On Monday, April 21, 2008, UNESCO director general Koïchiro Matsuura signed a cooperation agreement with the director general of the Islamic Educational Scientific and Cultural Organization (ISESCO), Abdulaziz Othman Altwaijri, at UNESCO headquarters.
According to the UNESCO press release, this agreement made provision for the implementation of 128 projects to be jointly financed to the tune of some US$5 million from 2008 to 2009 by UNESCO and ISESCO. Activities cover the fields of education, natural sciences, social and human sciences, culture, communication, and information. They include international and regional expert meetings; national capacity-building workshops; and seminars on best practices and experience sharing, setting up databases, and organizing science policy forums, training courses, sessions, publications, and translations.
“In twenty years of cooperation, never have we had so many joint activity projects,” stated Mr. Matsuura in his welcoming address. “This bears testimony to a very successful and sustainable partnership, allowing us to achieve common goals of development, peace, and dialog in the Arab, African, and Asian regions,” he added.
“Knowledge needs to be shared. We must endow countries with powerful research systems and development strategies, highly effective education systems, and a range of public learning and cultural facilities. To meet these challenges, UNESCO commands the valuable expertise and experience of ISESCO. I have no doubt these 128 new projects will help us to propose lines of action favoring an interdisciplinary approach to scientific cooperation based on the sharing of information, know-how, and best practices,” concluded Mr. Matsuura.
Abdulaziz Othman Altwaijri responded by praising the fruitful cooperation with UNESCO since 1988. “This cooperation has proven most effective in helping Member States to address challenges emanating from globalization in an integrated framework.

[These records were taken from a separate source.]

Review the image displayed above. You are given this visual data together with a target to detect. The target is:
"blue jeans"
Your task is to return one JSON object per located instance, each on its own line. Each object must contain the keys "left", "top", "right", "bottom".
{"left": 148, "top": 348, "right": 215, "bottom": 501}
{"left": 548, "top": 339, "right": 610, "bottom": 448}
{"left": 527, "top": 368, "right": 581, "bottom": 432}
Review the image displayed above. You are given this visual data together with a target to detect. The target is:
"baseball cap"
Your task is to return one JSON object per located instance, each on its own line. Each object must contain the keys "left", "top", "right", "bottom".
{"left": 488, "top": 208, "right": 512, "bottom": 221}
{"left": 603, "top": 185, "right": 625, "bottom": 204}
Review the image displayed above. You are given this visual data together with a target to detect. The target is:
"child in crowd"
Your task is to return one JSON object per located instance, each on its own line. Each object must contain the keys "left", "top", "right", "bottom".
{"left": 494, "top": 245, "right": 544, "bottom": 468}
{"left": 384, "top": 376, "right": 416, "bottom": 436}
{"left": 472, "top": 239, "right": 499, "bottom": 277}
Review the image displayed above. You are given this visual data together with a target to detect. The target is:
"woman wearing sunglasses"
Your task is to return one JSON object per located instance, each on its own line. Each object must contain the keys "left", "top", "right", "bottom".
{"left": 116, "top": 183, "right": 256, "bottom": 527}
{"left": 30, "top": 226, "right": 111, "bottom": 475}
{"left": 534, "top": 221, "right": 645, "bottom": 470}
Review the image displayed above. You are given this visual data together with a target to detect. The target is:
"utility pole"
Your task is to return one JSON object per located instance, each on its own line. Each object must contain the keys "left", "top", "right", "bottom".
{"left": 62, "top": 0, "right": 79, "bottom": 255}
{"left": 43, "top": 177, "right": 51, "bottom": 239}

Today, ISESCO stands ready again, together with UNESCO, to respond to an increasing demand for advice and expertise based on analysis, understanding, sharing, and anticipation,” he said.
The ISESCO press release also reveals that “In the field of culture and communication, the two sides agreed to implement activities on the technological liability of electronic publications; developing museums in the Arab Maghreb countries; preparing a guide to the management of museums; developing traditional industries (glass); convening a meeting of experts on the network of research on economic, social, and cultural rights in the Arab Maghreb countries; training female journalists; drafting and distributing a study on cultural diversity; using information and communication technologies to establish libraries for ancient Arab literature; and organizing training sessions in some applications of information and communication technologies.”